Coconut fiber, rattan cane, halfa, piassava, esparto


Sisal hemp is a 60 - 100 cm long fiber from the sword-shaped leaves (leaf fiber) of the approximately 2 m tall sisal agave (Agave sisalana), a member of the lily family (Liliaceae).

The sisal plant comes from the native Mexican henequen plant, for which reason Mexican sisal used to be called henequen. These days, it is the generally large East African plantations which are of particular commercial importance.

Like Manila hemp, sisal hemp is a hard fiber. The fibers are white to yellowish-white in color, resistant, supple and light-weight. Sisal hemp is only slightly inferior in quality to Manila hemp.

The fibers are obtained from the fresh leaves by decorticators, washed and dried in the sun. Decorticators are fully automatic machines, to which the sisal leaves are fed cross-ways on a conveyor belt. They remove the leaf tissue by crushing, scraping and washing. If this procedure is not performed carefully, the fibers become blotchy.

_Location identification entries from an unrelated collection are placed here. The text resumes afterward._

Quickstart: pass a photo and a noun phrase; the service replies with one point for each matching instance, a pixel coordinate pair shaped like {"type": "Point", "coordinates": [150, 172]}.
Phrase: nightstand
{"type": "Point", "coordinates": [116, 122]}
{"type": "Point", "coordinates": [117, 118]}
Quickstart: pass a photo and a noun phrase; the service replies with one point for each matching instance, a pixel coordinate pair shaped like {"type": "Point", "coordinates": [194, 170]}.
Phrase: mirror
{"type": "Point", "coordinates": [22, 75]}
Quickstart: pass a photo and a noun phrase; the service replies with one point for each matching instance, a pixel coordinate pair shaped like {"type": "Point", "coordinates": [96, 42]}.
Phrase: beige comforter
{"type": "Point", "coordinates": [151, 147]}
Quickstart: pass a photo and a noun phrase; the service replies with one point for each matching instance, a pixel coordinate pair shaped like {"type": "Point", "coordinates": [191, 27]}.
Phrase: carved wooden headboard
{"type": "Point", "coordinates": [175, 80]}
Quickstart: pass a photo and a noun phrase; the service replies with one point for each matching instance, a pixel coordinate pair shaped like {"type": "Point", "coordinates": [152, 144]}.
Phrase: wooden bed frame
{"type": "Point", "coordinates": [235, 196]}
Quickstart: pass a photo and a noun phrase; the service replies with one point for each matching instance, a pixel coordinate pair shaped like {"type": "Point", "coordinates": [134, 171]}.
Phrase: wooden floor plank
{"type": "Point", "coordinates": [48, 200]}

The leaf cross-section reveals that the leaves are protected by a wax layer (cuticle) (55% cutin, 20% wax) and the fiber strands are distributed throughout the spongy parenchyma (see Figure 4).


Quality / Duration of storage

Wet, moist or oil-stained bales must be rejected prior to loading because depreciation due to discoloration, mildew and corrosion under the metal straps may occur during transport. A moisture measurement must therefore be carried out on acceptance of a consignment.

Hemp is normally of a whitish to yellowish color. Excessively moist hemp discolors to black. Dark spots arising as a result of moisture may be confused with spots resulting from improper drying of the sisal fibers ("sunburn") (precarriage damage).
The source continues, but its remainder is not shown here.